Bislang war es schwierig für Menschen mit körperlichen Beeinträchtigungen, auf Campingurlaub zu gehen. Doch die Zahl der Anbieter, die spezielle Umbauten für Personen mit Handicap entwickeln, nimmt inzwischen zu.

Von Paravan behindertengerecht umgebauter Morelo auf der CMT 2024.

 ©Paravan

Bislang war es eher schwierig für Menschen mit körperlichen Beeinträchtigungen, auf Campingurlaub zu gehen. Dabei sind die Sanitäranlagen auf den Campingplätzen heute weitgehend barrierefrei. Doch auch die Zahl der Anbieter, die spezielle Umbauten für Personen mit Handicap entwickeln, nimmt inzwischen zu. Ein Patentrezept gibt es nicht, viele der Reisemobile und Wohnwagen werden daher ganz speziell an die individuelen Bedürfnisse Käufers angepasst.
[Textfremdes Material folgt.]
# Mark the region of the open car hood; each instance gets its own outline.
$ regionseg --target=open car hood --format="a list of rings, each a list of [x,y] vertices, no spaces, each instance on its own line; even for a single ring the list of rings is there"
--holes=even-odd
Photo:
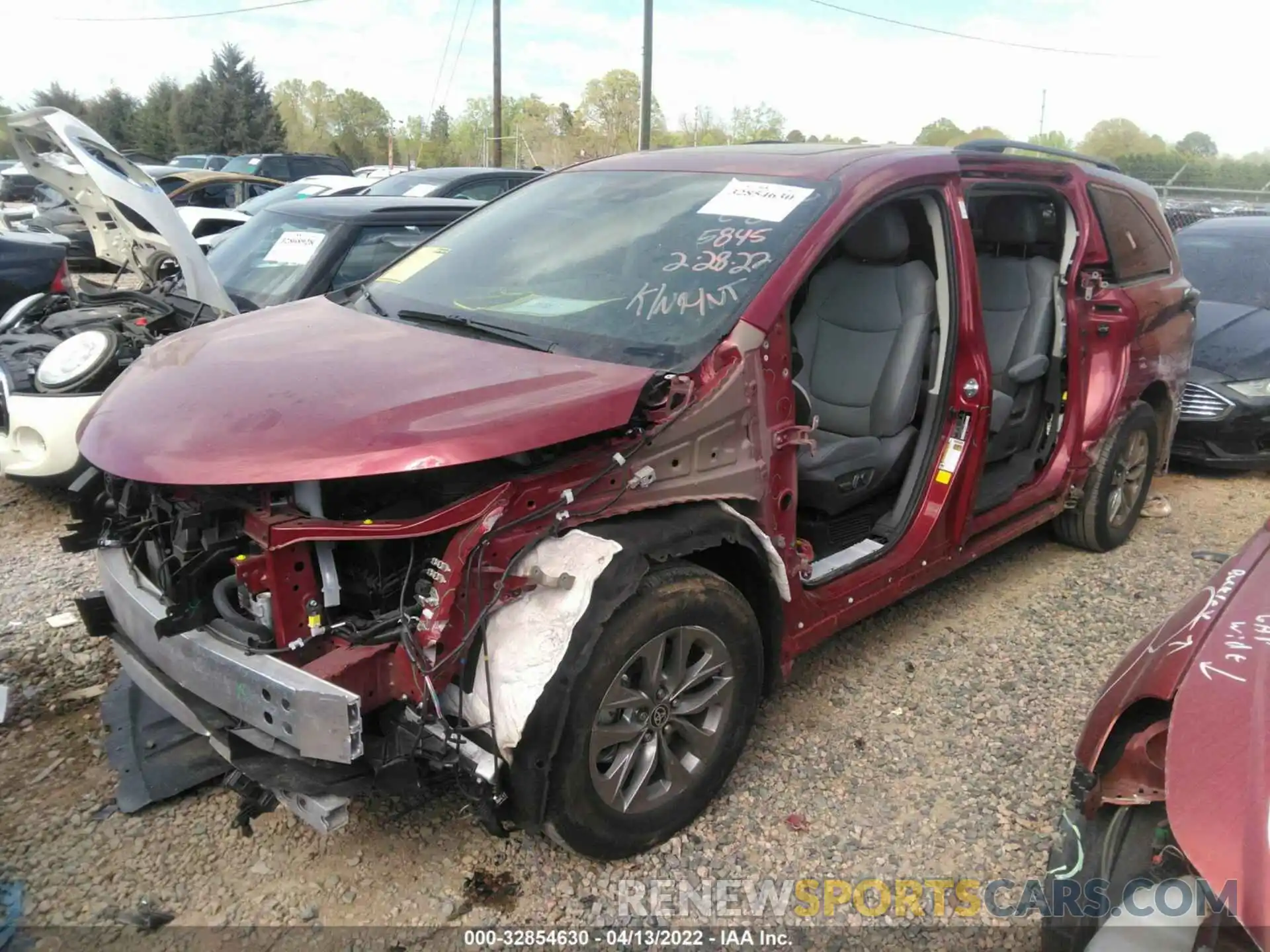
[[[62,194],[84,218],[98,258],[144,273],[156,251],[170,254],[190,297],[237,312],[171,202],[140,166],[61,109],[30,109],[5,122],[29,174]]]
[[[624,426],[652,374],[311,297],[146,348],[79,446],[105,472],[169,485],[408,472]]]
Lösungen gibt es daher viele. Egal ob rollstuhlgerechte Lift- und Rampensysteme, eine Türverbreiterung oder ein barrierefreier Innenraum mit angepasstem Sanitärbereich, die Mobilitätstüftler der Umbauspezialisten sind kaum um eine maßgeschneiderte Hilfestellung verlegen. Paravan etwa hat sich auf die optimale und individuelle Lösung für das Beschwerdebild des Campers mit eingeschränkter Mobilität spezialisiert. Auch die Anpassung der Eingabegeräte, wie die Ausstattung des Fahrzeuges mit passenden Fahr- und Lenksystemen mit Pedal-Erhöhungen oder Handknauf, sind möglich.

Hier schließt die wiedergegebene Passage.